Small diameter ‘tunnels’ favored chondrogenesis followed by osteogenesis, while large
diameter ‘tunnels’ favored direct bone formation [80–82]. Similarly, the geometry of HA
scaffolds (honey-comb, porous particles, or porous blocks) determined the mode of boneformation [80]. Porous HA particles and blocks allowed for vascularization, providing
sufficient oxygen and nutrient flow to permit direct bone formation, while honey-comb HA
structures provided a low oxygen environment, stimulating initial chondrogenesis followed by
osteogenesis [80]. These results suggest that scaffold architecture can be designed to favor one
tissue type over another (e.g., cartilage vs. bone), as well as to favor a particular regeneration
pathway (e.g., intramembranous vs. endochondral ossification). Given the responsiveness of
cells to scaffold properties, silk scaffold processing was explored to determine whether scaffold
features could be designed to achieve not only desired cell proliferation and differentiation,
but also complex tissue architectures. The anatomical structure of newly formed bone was
found to be pre-determined by initial silk scaffold geometry [83]. By changing pore
interconnectivity within silk scaffolds, bone structures ranging from trabecular, plate-like bone
to cortical-like bone networks were formed [83]. Building upon these results, silk scaffolds
were engineered with two side-by-side domains of large and small diameter ranges of poresizes to recreate the heterogeneous structure of bone, which can range from spongy, porous
morphologies to compact morphologies [84]. The structure of the newly formed bone
correlated with scaffold pore sizes, with the smaller pores supporting more trabeculae
formation. Thus, scaffold properties such as porosity, pore size, and pore geometry can be
tailored to dictate the mechanism of tissue regeneration and the structure of the resulting tissue,
an important design consideration for large-scale tissue patterning.
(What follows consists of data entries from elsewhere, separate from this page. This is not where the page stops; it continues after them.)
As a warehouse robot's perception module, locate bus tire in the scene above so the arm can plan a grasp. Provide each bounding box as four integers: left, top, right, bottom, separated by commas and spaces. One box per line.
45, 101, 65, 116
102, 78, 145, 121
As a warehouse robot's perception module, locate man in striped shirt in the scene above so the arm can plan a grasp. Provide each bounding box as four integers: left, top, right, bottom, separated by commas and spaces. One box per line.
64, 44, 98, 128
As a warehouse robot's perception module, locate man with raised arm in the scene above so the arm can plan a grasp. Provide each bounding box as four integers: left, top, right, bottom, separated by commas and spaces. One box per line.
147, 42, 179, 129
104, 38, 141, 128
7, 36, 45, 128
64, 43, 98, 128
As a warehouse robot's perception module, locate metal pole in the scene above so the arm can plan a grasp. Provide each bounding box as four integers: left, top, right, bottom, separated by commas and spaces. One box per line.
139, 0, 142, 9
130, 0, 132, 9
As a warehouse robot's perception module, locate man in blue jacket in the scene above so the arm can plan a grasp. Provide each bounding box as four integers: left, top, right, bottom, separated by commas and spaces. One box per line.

An important consequence of altering the geometry of silk and other biomaterial scaffolds is
that the mechanical properties of the scaffolds are altered. In an in vivo setting, such as healing
of a bone defect, it is critical for the scaffold to provide mechanical support in addition to
biological stimuli until the new tissue develops biomechanical properties that match the native
tissue [31]. Silk is an attractive material for osteochondral tissue engineering because its
mechanical properties are favorable for engineering load-bearing tissues: silk displays a higherelastic modulus and tensile strength compared to other natural biomaterials as well as synthetic
biomaterials [85,86]. These mechanical properties of silk fibers translate to the 3D scaffold
environment as well. The compressive strength and modulus of porous silk sponges are
significantly higher than the corresponding properties of collagen, chitosan, hyaluronan, and
polymeric porous sponges [60,68,86]. Thus, silk scaffolds are well-suited to address the
mechanical challenges that contribute to the failure of natural materials like collagen, which
are attractive materials because of their bioactivity and their presence in the ECM but which
cannot support mechanical loading [87]. In addition to its role in reinforcing the injury site,
the mechanical environment supplied by the scaffold may be important for controlling the
mechanism of bone tissue regeneration. Endogenous examples of intramembranous and
endochondral ossification show that mesenchymal cells at a fracture site respond to differences
in mechanical stimulation (motion vs. fixation) by choosing one pathway over the other [19,
20]. Thus, it is possible that the differences in mechanical stability provided by porous scaffolds
of different geometries may also favor one healing pathway over the other.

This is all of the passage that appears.